The feminists and NAWL were not working alone, of course. Baskerville explains that the American Bar Association “persuaded the National Conference of Commissioners on Uniform State Laws [NCCUSL] to produce the Uniform Marriage and Divorce Act.” Eventually, this led to a revolution in law and convulsions in society at large. This legal revolution effectively drove a stake into the heart of marriage itself, with inevitable consequences. In effect, no-fault divorce has become the catalyst for one of the most destructive cultural shifts in human history. Now, no-fault divorce is championed by many governments in the name of human rights, and America’s divorce revolution is spreading around the world under the banner of “liberation.”

And note that Democrats oppose any effort to reform laws that make it easy to break up marriages:

A basic dishonesty on the question of divorce pervades our political culture. Baskerville cites Michigan governor Jennifer Granholm as referring to divorce as a couple’s “private decision.” Granholm’s comments came as she vetoed a bill intended to reform divorce law in her state. The danger and dishonesty of referring to divorce as a couple’s “private decision” is evident in the fact that this supposedly private decision imposes a reality, not only on the couple, but also on children and the larger society. Indeed, the “private decision” is really not made by a couple at all–but only by any spouse demanding a divorce.

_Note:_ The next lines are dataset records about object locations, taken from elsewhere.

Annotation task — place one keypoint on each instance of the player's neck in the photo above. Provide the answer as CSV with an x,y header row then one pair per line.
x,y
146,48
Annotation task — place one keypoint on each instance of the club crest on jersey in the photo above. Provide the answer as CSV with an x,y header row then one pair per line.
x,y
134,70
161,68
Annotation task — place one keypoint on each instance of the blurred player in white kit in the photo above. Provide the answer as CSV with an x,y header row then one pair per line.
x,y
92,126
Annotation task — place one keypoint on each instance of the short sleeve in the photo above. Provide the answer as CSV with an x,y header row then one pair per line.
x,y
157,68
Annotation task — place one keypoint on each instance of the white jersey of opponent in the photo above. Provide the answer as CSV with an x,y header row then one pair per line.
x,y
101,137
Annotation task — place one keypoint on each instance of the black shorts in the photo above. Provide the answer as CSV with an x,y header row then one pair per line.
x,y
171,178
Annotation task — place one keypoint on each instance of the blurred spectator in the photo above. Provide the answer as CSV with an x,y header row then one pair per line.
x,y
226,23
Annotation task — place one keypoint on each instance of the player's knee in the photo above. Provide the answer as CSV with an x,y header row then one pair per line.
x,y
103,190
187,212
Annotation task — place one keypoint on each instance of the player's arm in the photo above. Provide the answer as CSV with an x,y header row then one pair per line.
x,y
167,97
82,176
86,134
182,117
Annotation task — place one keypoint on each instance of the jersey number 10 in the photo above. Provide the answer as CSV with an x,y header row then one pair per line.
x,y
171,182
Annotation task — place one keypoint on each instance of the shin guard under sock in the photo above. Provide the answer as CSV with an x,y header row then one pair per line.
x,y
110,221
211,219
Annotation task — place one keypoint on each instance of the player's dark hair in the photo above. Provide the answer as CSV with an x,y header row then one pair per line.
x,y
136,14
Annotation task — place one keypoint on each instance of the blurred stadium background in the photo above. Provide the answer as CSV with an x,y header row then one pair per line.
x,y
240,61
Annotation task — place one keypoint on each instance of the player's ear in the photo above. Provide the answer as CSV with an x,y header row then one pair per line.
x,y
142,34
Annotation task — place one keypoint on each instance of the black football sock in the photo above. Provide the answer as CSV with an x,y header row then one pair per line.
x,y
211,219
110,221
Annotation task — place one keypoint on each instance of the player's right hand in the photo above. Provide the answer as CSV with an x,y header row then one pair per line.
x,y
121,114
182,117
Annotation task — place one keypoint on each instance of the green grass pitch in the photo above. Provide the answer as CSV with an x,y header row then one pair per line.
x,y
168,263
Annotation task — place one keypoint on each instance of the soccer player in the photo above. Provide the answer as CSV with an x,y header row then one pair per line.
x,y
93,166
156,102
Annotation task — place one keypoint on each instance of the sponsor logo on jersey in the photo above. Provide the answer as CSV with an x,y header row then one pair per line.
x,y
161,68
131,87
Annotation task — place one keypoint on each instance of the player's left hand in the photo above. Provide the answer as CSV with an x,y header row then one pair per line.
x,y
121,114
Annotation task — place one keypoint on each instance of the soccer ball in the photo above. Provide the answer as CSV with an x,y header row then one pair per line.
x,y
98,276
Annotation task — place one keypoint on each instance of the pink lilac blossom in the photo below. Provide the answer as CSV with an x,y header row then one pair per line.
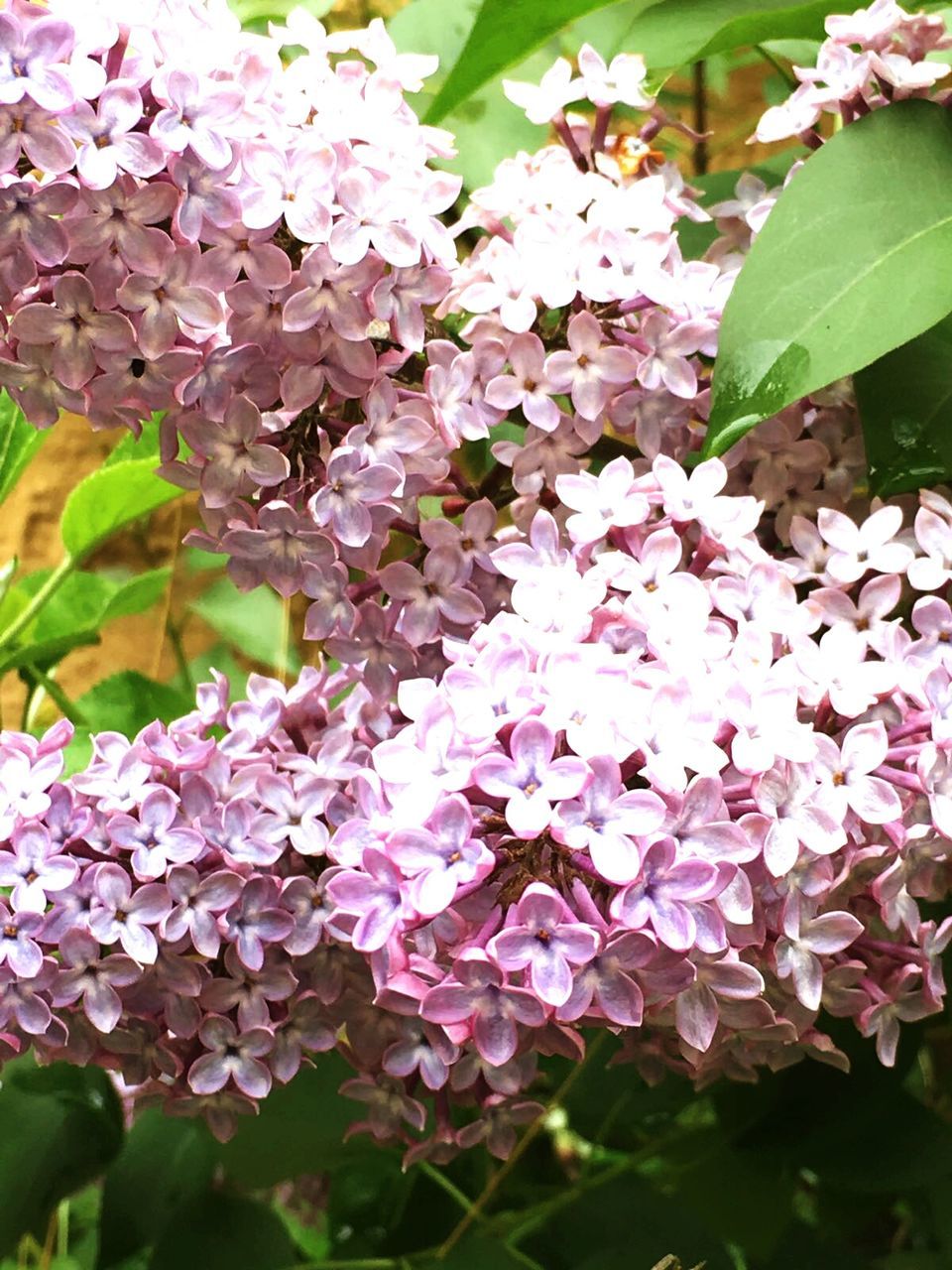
x,y
604,766
445,884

So, no-fault was pushed by two groups: feminists and trial lawyers.

There’s a lot of talk these days about gay marriage and how it undermines marital norms and normalizes raising children without either their biological father or biological mother. But before there was gay marriage, there was no-fault divorce, which deprives children of their biological father. There is no provision for no-fault divorce in the Bible, so it seems to me that Christians should be against frivolous divorce just like we are against same-sex marriage.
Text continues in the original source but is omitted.